The following are some falling awning cases from other jurisdictions. In McHarge v. M. M. Newcomer & Co., 117 Tenn. 595, 100 S.W. 700, 703, 9 L.R.A., N.S., 298, 301, the court said: 'It was their duty to exercise a high degree of care and diligence in the construction, maintenance, inspection, and repair of the awning, so as to prevent it from obstructing the street, or endangering those using it; and their failure to do so, or to take proper precautions to protect the public at all times from injury in any way growing out of its maintenance or repair, renders them liable for the damages suffered.' In Waller v. Ross, 100 Minn. 7, 110 N.W. 252, 253, 12 L.R.A., N.S., 721, 726, 117 Am.St.Rep. 661, 10 Ann.Cas. 715, the court held that the doctrine of res ipsa loquitur applied where an awning fell and struck a person walking on the sidewalk. It quoted from an English case to the effect that "where the thing is shown to be under the management of the defendant or his servants, and the accident is such as in the ordinary course of things does not happen, if those who have the management used proper care, it affords reasonable evidence, in the absence of explanation of the defendant, that the accident arose from the want of care." To the same effect is Potter v. Rorabaugh-Wiley Dry Goods Co., 83 Kan. 712, 112 P. 613, 614, 32 L.R.A., N.S., 45, in which the court said: 'Those who place or project objects over the street upon which persons are passing and repassing take upon themselves the duty of making them secure, and, if the object falls and injures a pedestrian, the maxim of res ipsa loquitur applies, and the burden rests upon them to show that the fall and injury did not occur through their negligence.' Also see Schnur v. State, Ct.Cl., 35 N.Y.S.2d 499; Leighton v. Dean, 117 Me. 40, 102 A. 565, 566, L.R.A.1918B, 922; McCrorey v. Thomas, 109 Va. 373, 63 S.E. 1011, 1013-1014.
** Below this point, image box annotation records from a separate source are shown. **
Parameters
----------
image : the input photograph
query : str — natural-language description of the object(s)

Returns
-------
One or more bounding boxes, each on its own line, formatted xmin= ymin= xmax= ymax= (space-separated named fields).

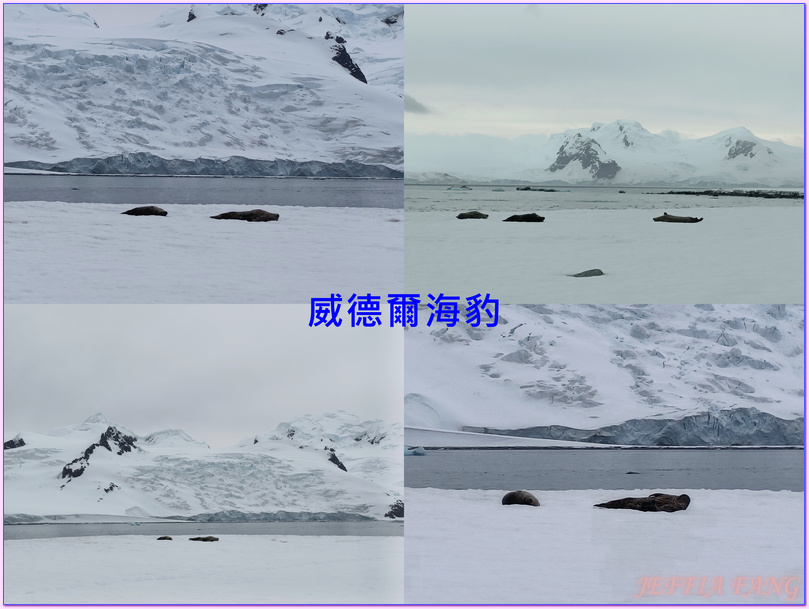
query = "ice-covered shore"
xmin=3 ymin=535 xmax=404 ymax=605
xmin=3 ymin=201 xmax=404 ymax=304
xmin=405 ymin=488 xmax=804 ymax=605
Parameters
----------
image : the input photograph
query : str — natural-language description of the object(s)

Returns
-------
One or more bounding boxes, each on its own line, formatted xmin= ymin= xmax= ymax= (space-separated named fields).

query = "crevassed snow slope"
xmin=405 ymin=305 xmax=804 ymax=440
xmin=4 ymin=4 xmax=404 ymax=169
xmin=4 ymin=411 xmax=403 ymax=519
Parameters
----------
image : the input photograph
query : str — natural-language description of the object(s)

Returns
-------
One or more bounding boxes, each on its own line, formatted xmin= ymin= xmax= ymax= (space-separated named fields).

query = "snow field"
xmin=4 ymin=201 xmax=404 ymax=304
xmin=405 ymin=205 xmax=804 ymax=304
xmin=405 ymin=488 xmax=804 ymax=604
xmin=3 ymin=535 xmax=404 ymax=604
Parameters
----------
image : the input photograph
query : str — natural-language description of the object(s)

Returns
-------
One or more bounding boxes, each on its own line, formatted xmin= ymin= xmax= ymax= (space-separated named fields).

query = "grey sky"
xmin=3 ymin=305 xmax=404 ymax=446
xmin=405 ymin=4 xmax=804 ymax=146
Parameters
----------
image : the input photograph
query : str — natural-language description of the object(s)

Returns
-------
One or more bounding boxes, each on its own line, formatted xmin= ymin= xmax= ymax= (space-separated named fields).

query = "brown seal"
xmin=121 ymin=205 xmax=169 ymax=216
xmin=654 ymin=212 xmax=702 ymax=224
xmin=211 ymin=209 xmax=278 ymax=222
xmin=596 ymin=493 xmax=691 ymax=512
xmin=503 ymin=491 xmax=539 ymax=506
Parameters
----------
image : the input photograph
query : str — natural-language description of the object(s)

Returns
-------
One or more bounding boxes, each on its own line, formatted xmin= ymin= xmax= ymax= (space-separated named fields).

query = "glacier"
xmin=405 ymin=119 xmax=804 ymax=188
xmin=3 ymin=4 xmax=404 ymax=178
xmin=3 ymin=411 xmax=404 ymax=523
xmin=405 ymin=305 xmax=804 ymax=446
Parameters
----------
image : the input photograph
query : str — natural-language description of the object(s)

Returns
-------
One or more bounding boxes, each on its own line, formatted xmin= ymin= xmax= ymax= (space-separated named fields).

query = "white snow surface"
xmin=3 ymin=201 xmax=404 ymax=304
xmin=3 ymin=411 xmax=404 ymax=522
xmin=405 ymin=119 xmax=804 ymax=188
xmin=405 ymin=486 xmax=805 ymax=605
xmin=404 ymin=305 xmax=804 ymax=432
xmin=405 ymin=203 xmax=804 ymax=304
xmin=3 ymin=4 xmax=404 ymax=170
xmin=3 ymin=535 xmax=404 ymax=605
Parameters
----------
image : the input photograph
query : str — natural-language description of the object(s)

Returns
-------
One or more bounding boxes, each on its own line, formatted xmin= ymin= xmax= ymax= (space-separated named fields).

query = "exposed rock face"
xmin=211 ymin=209 xmax=279 ymax=222
xmin=595 ymin=493 xmax=691 ymax=512
xmin=331 ymin=43 xmax=368 ymax=84
xmin=456 ymin=211 xmax=489 ymax=220
xmin=121 ymin=205 xmax=169 ymax=216
xmin=503 ymin=213 xmax=545 ymax=222
xmin=463 ymin=406 xmax=804 ymax=446
xmin=654 ymin=212 xmax=702 ymax=224
xmin=385 ymin=499 xmax=404 ymax=518
xmin=3 ymin=436 xmax=25 ymax=450
xmin=5 ymin=150 xmax=403 ymax=179
xmin=61 ymin=427 xmax=137 ymax=480
xmin=326 ymin=448 xmax=348 ymax=472
xmin=548 ymin=133 xmax=621 ymax=180
xmin=503 ymin=491 xmax=539 ymax=507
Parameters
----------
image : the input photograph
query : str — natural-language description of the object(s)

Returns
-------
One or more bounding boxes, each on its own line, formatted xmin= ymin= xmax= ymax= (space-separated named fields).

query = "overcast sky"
xmin=405 ymin=4 xmax=804 ymax=147
xmin=3 ymin=305 xmax=404 ymax=447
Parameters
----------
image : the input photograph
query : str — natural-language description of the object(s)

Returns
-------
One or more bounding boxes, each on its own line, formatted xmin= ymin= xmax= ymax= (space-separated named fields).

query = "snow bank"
xmin=3 ymin=535 xmax=404 ymax=605
xmin=405 ymin=488 xmax=804 ymax=605
xmin=4 ymin=201 xmax=404 ymax=304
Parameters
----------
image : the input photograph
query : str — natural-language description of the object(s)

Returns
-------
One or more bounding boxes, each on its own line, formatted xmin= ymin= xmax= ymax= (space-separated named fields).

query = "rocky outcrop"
xmin=385 ymin=499 xmax=404 ymax=518
xmin=61 ymin=426 xmax=137 ymax=482
xmin=211 ymin=209 xmax=279 ymax=222
xmin=5 ymin=149 xmax=403 ymax=179
xmin=548 ymin=133 xmax=621 ymax=180
xmin=463 ymin=408 xmax=804 ymax=446
xmin=121 ymin=205 xmax=169 ymax=216
xmin=331 ymin=43 xmax=368 ymax=84
xmin=3 ymin=436 xmax=25 ymax=450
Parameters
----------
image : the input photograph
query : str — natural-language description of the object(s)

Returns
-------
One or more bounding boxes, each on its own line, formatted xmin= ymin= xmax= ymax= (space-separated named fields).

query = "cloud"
xmin=405 ymin=94 xmax=432 ymax=114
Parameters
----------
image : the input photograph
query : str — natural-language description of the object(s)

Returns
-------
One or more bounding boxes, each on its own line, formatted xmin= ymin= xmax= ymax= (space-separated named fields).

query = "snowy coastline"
xmin=405 ymin=488 xmax=804 ymax=604
xmin=4 ymin=201 xmax=404 ymax=304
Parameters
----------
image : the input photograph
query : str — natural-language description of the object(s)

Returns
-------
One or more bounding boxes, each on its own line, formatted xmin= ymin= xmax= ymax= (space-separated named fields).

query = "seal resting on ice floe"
xmin=503 ymin=491 xmax=539 ymax=506
xmin=455 ymin=211 xmax=489 ymax=220
xmin=503 ymin=213 xmax=545 ymax=222
xmin=121 ymin=205 xmax=169 ymax=216
xmin=211 ymin=209 xmax=278 ymax=222
xmin=654 ymin=212 xmax=702 ymax=224
xmin=596 ymin=493 xmax=691 ymax=512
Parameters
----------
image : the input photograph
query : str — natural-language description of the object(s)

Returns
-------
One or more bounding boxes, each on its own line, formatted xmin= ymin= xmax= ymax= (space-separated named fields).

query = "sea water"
xmin=3 ymin=174 xmax=403 ymax=209
xmin=405 ymin=448 xmax=805 ymax=492
xmin=405 ymin=185 xmax=804 ymax=304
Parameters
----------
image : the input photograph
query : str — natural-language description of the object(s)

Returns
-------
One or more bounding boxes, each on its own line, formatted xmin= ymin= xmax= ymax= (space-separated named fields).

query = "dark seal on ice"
xmin=568 ymin=269 xmax=604 ymax=277
xmin=503 ymin=214 xmax=545 ymax=222
xmin=654 ymin=212 xmax=702 ymax=224
xmin=121 ymin=205 xmax=169 ymax=216
xmin=596 ymin=493 xmax=691 ymax=512
xmin=211 ymin=209 xmax=278 ymax=222
xmin=456 ymin=211 xmax=489 ymax=220
xmin=503 ymin=491 xmax=539 ymax=506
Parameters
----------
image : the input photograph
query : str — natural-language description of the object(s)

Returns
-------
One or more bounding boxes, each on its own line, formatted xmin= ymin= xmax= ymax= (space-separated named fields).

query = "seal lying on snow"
xmin=596 ymin=493 xmax=691 ymax=512
xmin=655 ymin=212 xmax=702 ymax=224
xmin=121 ymin=205 xmax=169 ymax=216
xmin=211 ymin=209 xmax=278 ymax=222
xmin=503 ymin=491 xmax=539 ymax=506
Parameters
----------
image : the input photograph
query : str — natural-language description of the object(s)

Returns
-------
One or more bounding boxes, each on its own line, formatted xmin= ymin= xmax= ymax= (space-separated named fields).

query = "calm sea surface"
xmin=405 ymin=448 xmax=805 ymax=491
xmin=405 ymin=184 xmax=803 ymax=216
xmin=3 ymin=174 xmax=404 ymax=209
xmin=3 ymin=521 xmax=404 ymax=539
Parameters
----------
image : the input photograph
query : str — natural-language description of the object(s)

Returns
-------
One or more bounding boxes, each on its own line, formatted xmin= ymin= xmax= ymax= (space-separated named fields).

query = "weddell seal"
xmin=503 ymin=491 xmax=539 ymax=506
xmin=595 ymin=493 xmax=691 ymax=512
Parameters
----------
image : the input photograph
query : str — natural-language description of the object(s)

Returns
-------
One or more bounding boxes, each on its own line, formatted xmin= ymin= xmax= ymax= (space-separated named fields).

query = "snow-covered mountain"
xmin=405 ymin=305 xmax=804 ymax=446
xmin=3 ymin=411 xmax=404 ymax=522
xmin=407 ymin=120 xmax=804 ymax=188
xmin=3 ymin=4 xmax=404 ymax=177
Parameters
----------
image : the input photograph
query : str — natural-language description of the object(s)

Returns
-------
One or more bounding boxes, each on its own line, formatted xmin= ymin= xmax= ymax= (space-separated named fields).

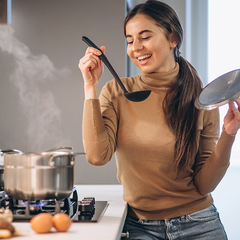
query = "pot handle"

Appellant next argues that the judgment must be reversed because evidence produced by her dispelled the inference arising from application of the doctrine of res ipsa loquitur. However, whether defendant's evidence had that effect was a question of fact for the trial court. In Escola v. Coca Cola Bottling Co., 24 Cal.2d 453, 461, 150 P.2d 436, 440, the court said: 'It is well settled, however, that when a defendant produces evidence to rebut the inference of negligence which arises upon application of the doctrine of res ipsa loquitur, it is ordinarily a question of fact for the jury to determine whether the inference has been dispelled. Druzanich v. Criley, 19 Cal.2d 439, 444, 122 P.2d 53; Michener v. Hutton, 203 Cal. 604, 610, 265 P. 238, 59 A.L.R. 480.' In the Michener case cited in the Escola case we find, at page 610 of 203 Cal., at page 240 of 265 P.: 'It is apparent from these latter authorities that it is for the jury, or the court when sitting without a jury, to determine from all the evidence in the case whether the defendant has successfully met and rebutted the prima facie case made out by the plaintiff in an action wherein the mere proof of the happening of the accident and the circumstances surrounding it give rise to an inference of negligence. That the inference of negligence created by the application of the doctrine of res ipsa loquitur constitutes evidence which may not be disregarded by the jury, but is to be weighed and considered as against the evidence adduced by the defendant in rebuttal thereof, has been announced in numerous cases. [Citing many cases so holding.]'
Appellant urges, also, that the judgment is excessive and unsupported by the evidence. The evidence as to the extent of plaintiff's injuries and the probable duration of their injurious effects is conflicting. But there is sufficient to support the award made by the court and to justify its denial of a new trial. It is not so large as to indicate passion or prejudice, and in view of the reduced purchasing power of the dollar it is not unreasonable.
The judgment is affirmed.
DEIRUP, Justice pro tem, and VAN DYKE, J., concur. --------------- * Subsequent opinion 240 P.2d 276.